In Japan, on the other side of the Pacific Ocean, TEPCO announced they won’t be able to begin extracting highly radioactive fuel until 2021 at the earliest. The fuel ponds in reactors 1 and 2 will have two additional years for cleaning, in 2023.

Why aren’t we hearing alarm bells about Fukushima radiation wafting toward the northwestern American coastline by air and by sea? There’s a surprisingly good – and disturbing – reason.

On May 28, 1959, the World Health Organization (WHO) voted into force an agreement with the International Atomic Energy Agency (IAEA) which basically gave the IAEA veto power on any actions by the WHO related in any way to nuclear power. Consequently, the WHO is blocked from performing its duties, among which are to investigate and warn of the dangers of nuclear radiation on human health.

Dr. Helen Caldicott is a physician and one of the world’s most avid and active anti-nuclear advocates. She has served as president of the U.S.-based Nuclear Policy Research Institute, later called Beyond Nuclear, since it was founded in 2001. This subject matter expert minced no words when dispensing health advice about the subject of Fukushima radiation poisoning, as reported on March 21, 2019, in GlobalResearch:

“Do not eat any Japanese food because you don’t know where it’s sourced. Do not eat fish from Japan, miso, rice, you name it. Do not eat Japanese food. Period. Fish caught off the west coast of Canada and America? Well, they’re not testing the fish so I don’t know what you’d do.”
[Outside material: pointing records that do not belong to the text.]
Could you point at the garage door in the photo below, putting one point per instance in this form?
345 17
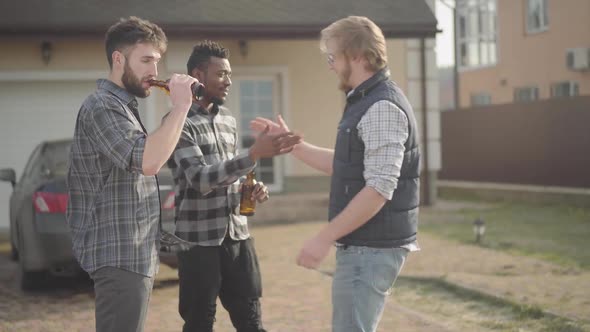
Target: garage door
31 112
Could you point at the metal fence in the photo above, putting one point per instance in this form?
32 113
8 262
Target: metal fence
540 143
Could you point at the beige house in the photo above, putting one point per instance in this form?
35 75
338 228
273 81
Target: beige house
52 56
522 50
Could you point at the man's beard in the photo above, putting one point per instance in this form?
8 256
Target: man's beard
133 84
344 79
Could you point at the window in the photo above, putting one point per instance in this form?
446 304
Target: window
476 37
252 96
481 99
537 18
524 94
564 89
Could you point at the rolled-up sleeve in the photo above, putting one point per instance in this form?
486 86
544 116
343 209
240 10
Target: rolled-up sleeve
384 131
206 177
116 136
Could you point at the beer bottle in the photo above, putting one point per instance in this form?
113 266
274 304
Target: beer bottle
247 204
197 88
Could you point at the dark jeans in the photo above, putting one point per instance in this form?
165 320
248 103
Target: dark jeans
121 298
229 271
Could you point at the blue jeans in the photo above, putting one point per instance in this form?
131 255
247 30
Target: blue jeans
363 278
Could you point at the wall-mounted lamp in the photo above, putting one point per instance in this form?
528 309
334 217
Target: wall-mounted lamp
243 44
46 49
479 229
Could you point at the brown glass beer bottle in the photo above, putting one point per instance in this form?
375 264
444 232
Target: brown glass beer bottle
247 204
197 88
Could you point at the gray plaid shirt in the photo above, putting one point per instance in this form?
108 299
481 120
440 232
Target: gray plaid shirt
113 209
384 131
206 169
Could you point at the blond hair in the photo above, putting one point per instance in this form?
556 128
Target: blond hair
357 36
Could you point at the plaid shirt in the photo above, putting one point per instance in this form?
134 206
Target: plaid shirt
206 169
113 209
384 131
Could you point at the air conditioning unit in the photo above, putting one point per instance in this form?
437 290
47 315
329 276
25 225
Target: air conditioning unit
578 59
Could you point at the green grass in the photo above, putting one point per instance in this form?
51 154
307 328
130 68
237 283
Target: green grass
556 233
478 312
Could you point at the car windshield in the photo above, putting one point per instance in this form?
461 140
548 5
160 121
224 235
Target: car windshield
56 154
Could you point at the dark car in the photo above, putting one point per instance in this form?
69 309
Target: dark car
39 236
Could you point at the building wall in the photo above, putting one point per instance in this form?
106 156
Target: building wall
313 104
531 59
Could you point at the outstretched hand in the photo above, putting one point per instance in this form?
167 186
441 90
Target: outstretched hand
268 145
259 124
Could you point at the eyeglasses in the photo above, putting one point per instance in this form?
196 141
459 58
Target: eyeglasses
331 59
224 75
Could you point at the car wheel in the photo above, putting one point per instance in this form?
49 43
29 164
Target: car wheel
13 252
30 280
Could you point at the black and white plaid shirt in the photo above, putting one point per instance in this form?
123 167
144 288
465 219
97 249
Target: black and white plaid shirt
113 209
384 131
206 169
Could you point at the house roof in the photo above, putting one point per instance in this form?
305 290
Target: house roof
212 18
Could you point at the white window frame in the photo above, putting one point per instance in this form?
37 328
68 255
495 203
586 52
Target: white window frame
572 89
542 16
477 32
520 92
279 76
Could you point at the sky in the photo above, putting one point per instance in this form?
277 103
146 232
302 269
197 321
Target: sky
444 40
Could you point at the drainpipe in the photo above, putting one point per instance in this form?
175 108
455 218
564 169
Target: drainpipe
426 199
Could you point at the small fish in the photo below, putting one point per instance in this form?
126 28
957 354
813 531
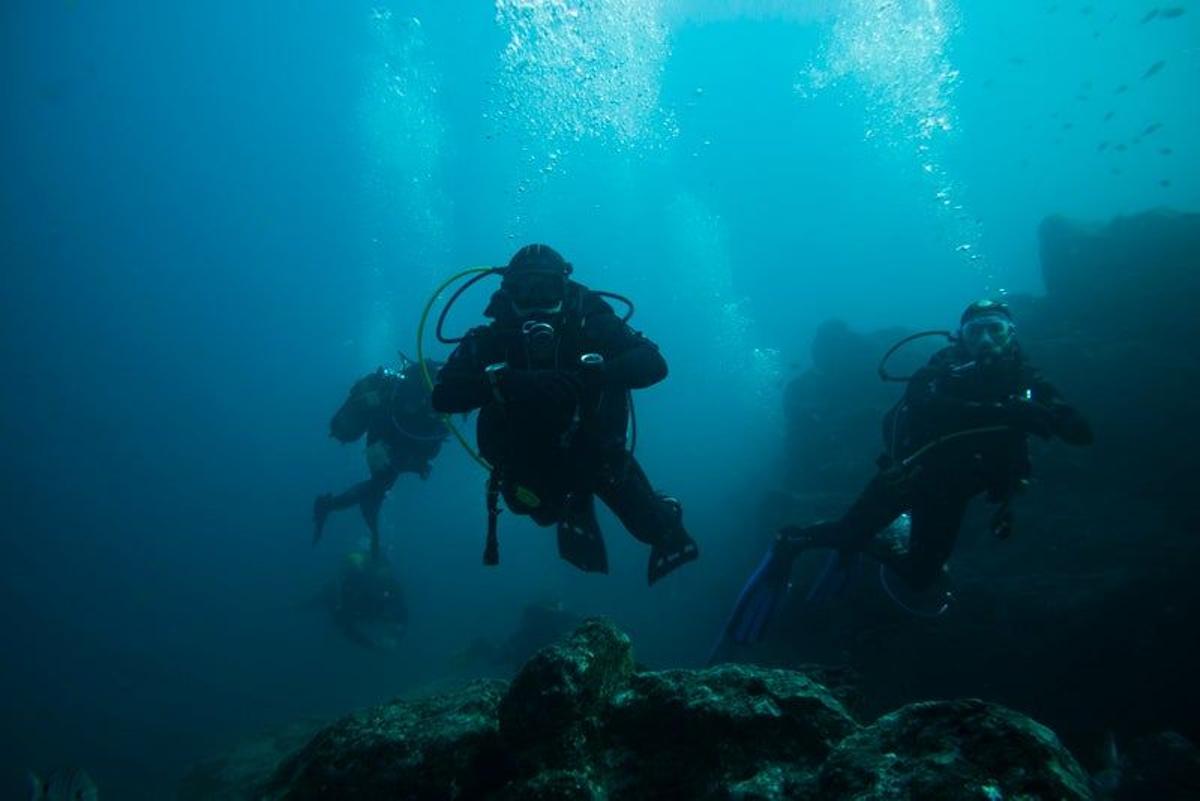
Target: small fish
66 784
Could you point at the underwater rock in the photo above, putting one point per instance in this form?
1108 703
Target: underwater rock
581 723
557 699
1163 766
723 730
445 746
952 751
240 774
1123 277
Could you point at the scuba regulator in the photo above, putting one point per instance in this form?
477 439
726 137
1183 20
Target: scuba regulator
540 341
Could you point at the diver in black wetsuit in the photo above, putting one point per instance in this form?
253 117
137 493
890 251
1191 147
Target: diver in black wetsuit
551 375
403 435
367 602
960 431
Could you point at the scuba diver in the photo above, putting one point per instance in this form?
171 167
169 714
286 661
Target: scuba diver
551 375
959 431
403 435
367 603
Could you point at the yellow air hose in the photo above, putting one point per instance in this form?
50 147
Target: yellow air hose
425 371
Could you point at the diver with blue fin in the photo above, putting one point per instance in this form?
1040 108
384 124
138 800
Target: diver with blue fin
959 431
551 375
391 409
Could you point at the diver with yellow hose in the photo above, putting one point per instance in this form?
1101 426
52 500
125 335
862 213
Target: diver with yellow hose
391 409
551 375
959 431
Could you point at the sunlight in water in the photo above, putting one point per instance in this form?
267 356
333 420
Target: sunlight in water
575 70
897 54
403 133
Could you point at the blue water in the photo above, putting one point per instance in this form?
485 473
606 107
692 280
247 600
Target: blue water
216 216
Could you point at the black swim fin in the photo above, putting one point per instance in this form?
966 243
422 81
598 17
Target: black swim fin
580 540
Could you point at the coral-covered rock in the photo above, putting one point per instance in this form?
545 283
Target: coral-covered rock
953 751
441 747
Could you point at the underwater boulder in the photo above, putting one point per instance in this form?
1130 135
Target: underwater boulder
953 751
556 700
725 732
1127 275
445 746
1162 766
581 723
240 774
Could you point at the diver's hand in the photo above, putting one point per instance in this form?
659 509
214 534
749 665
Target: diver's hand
553 386
1031 417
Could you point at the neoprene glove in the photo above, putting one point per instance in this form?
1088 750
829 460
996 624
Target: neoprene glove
1031 417
553 386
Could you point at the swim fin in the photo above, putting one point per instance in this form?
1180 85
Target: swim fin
762 595
839 568
321 510
580 540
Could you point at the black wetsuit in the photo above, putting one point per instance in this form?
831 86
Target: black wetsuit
553 455
411 434
369 606
960 431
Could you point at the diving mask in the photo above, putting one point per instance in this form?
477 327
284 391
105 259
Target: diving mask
535 291
989 333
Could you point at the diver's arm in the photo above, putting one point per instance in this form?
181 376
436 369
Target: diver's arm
631 361
1067 422
462 383
925 396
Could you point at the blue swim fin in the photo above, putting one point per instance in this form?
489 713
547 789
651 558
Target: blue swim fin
762 596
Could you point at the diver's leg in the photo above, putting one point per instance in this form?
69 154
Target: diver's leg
375 489
652 517
328 503
936 518
880 503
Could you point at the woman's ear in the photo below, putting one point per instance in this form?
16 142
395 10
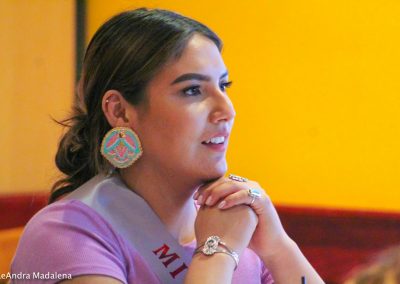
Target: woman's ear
118 112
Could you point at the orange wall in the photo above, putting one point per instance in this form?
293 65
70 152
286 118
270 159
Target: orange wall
36 83
317 94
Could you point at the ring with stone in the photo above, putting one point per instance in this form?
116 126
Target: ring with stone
237 178
254 194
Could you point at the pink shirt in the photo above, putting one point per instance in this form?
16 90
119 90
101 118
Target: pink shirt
71 238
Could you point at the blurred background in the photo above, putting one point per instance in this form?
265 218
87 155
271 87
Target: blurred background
317 95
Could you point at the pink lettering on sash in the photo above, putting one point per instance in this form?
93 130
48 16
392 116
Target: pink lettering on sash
178 270
170 258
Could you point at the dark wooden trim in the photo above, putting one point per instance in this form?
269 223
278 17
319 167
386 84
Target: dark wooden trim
333 240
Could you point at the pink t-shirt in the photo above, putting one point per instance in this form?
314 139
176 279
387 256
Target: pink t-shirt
69 237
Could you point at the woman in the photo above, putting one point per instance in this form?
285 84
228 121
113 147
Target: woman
149 134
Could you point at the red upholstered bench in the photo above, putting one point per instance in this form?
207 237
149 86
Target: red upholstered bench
335 241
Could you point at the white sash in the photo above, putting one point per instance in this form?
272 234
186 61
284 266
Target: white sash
136 222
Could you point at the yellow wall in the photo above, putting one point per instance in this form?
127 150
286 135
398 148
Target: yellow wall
317 94
36 83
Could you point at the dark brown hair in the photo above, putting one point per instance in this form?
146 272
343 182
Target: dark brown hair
124 54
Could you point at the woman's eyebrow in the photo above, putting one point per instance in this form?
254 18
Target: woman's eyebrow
195 76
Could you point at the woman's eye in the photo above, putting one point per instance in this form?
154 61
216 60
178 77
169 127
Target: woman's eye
192 91
225 85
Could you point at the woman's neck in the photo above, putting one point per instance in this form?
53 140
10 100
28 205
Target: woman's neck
169 197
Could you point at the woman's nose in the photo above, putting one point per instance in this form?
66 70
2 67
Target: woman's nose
223 109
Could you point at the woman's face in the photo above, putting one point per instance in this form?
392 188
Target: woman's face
185 123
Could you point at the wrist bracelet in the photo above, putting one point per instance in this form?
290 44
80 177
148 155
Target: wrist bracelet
211 246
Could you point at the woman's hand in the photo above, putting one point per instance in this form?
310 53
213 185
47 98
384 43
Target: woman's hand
269 236
235 227
279 253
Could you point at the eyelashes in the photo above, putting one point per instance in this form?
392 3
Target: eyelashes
195 90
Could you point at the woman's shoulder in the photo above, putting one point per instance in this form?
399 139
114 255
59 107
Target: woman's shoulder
70 237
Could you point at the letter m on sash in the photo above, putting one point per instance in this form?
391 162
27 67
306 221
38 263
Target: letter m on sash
163 251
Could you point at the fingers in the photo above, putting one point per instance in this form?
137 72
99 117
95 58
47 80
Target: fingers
211 194
240 197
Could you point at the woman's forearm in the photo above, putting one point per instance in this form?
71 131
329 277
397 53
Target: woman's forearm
290 265
215 269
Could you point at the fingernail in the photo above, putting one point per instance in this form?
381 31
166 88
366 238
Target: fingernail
221 204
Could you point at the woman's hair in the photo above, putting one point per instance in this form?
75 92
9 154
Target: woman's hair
124 55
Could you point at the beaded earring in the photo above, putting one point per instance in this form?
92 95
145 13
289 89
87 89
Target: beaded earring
121 147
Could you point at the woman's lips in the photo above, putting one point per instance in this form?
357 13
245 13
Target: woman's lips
216 147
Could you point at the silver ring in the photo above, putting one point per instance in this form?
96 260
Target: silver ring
254 194
237 178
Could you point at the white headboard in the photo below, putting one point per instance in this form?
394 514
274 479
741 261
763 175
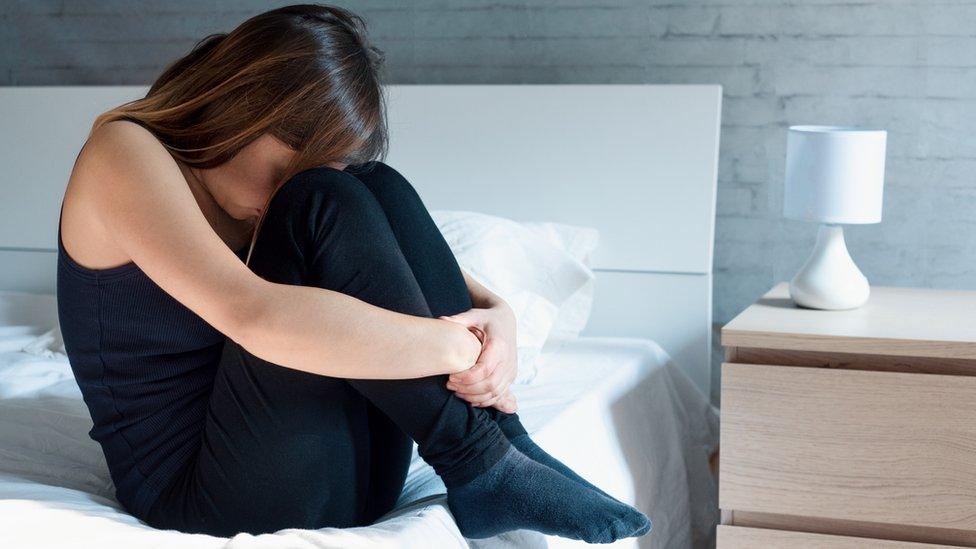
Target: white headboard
638 162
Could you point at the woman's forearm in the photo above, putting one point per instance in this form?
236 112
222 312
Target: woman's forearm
330 333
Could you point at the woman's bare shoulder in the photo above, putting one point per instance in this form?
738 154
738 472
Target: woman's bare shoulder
120 142
113 175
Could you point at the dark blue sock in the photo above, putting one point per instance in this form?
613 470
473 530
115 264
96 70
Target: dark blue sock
518 493
532 451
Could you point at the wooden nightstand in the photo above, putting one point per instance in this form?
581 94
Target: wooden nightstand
850 428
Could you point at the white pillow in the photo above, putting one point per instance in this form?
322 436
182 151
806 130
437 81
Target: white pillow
530 267
579 242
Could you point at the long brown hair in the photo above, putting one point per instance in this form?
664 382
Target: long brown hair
306 74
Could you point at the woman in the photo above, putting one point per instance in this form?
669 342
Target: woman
261 317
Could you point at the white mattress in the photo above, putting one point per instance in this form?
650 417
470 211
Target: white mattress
616 410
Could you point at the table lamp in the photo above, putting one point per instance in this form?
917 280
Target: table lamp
835 176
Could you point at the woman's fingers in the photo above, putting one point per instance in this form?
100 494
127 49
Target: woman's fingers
491 391
483 368
507 404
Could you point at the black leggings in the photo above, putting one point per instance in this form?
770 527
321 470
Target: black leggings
283 448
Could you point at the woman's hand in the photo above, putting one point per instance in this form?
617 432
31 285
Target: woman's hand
487 383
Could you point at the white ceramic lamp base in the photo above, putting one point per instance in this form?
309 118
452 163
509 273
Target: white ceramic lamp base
830 279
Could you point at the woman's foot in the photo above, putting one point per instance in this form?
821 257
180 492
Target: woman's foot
532 451
518 493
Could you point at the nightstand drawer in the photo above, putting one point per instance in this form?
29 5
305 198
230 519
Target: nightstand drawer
735 537
883 447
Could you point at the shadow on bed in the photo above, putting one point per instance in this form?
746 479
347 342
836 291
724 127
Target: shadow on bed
698 501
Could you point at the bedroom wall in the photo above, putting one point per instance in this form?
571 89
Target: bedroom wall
904 65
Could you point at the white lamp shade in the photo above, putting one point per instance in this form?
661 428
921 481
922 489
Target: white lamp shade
834 174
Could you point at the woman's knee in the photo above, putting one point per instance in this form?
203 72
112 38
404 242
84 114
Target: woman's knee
324 186
389 186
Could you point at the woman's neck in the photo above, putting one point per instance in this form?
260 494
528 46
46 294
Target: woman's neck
235 233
12 months before that, in March 2018, a senior scientist at the Woods Hole Oceanographic Institution in Woods Hole in Massachusetts named Ken Buesseler said that the “U.S. and Canadian coastal waters in the Pacific are contaminated, analyses show, but radiation levels are still well below federal standards set by the Environmental Protection Agency.”

Of course, we know now that only four months after that report, EPA administrator, Scott Pruitt resigned (in July 2018) over numerous, alleged ethical violations. Can we believe the EPA about hazards, present, and future, posed by Fukushima toxins?

Whether you trust your federal government or not, one sure-fire way to counteract harmful radiation from any and all sources – Fukushima or otherwise – is to ingest certain types of healing clays. We’re talking about eating or drinking small amounts of “mud,” people.

Bentonite clay, in particular, has been hailed for thousands of years as capable of purging the body of toxins and healing rashes, poisoning, diarrhea, dysentery, and infections of the skin and mouth.

Bentonite clay is so-named for the location of the world’s largest deposit: Fort Benton, Wyoming. It was discovered in France originally, in the French region Montmorillon and is also called Montmorillonite.

Bentonite clay is also jam-packed full of essential trace minerals that are so important to overall good health – including silica, calcium, magnesium, sodium, iron, and potassium. Many people are not getting enough of these vital nutrients and build up deficiencies over time that often get overlooked as part of a gradual decline of energy, mood or another physiological symptom.

CAUTION: Bentonite clay also contains aluminum so anyone with a sensitivity or allergy to that metal should consult with a healthcare professional before using it therapeutically.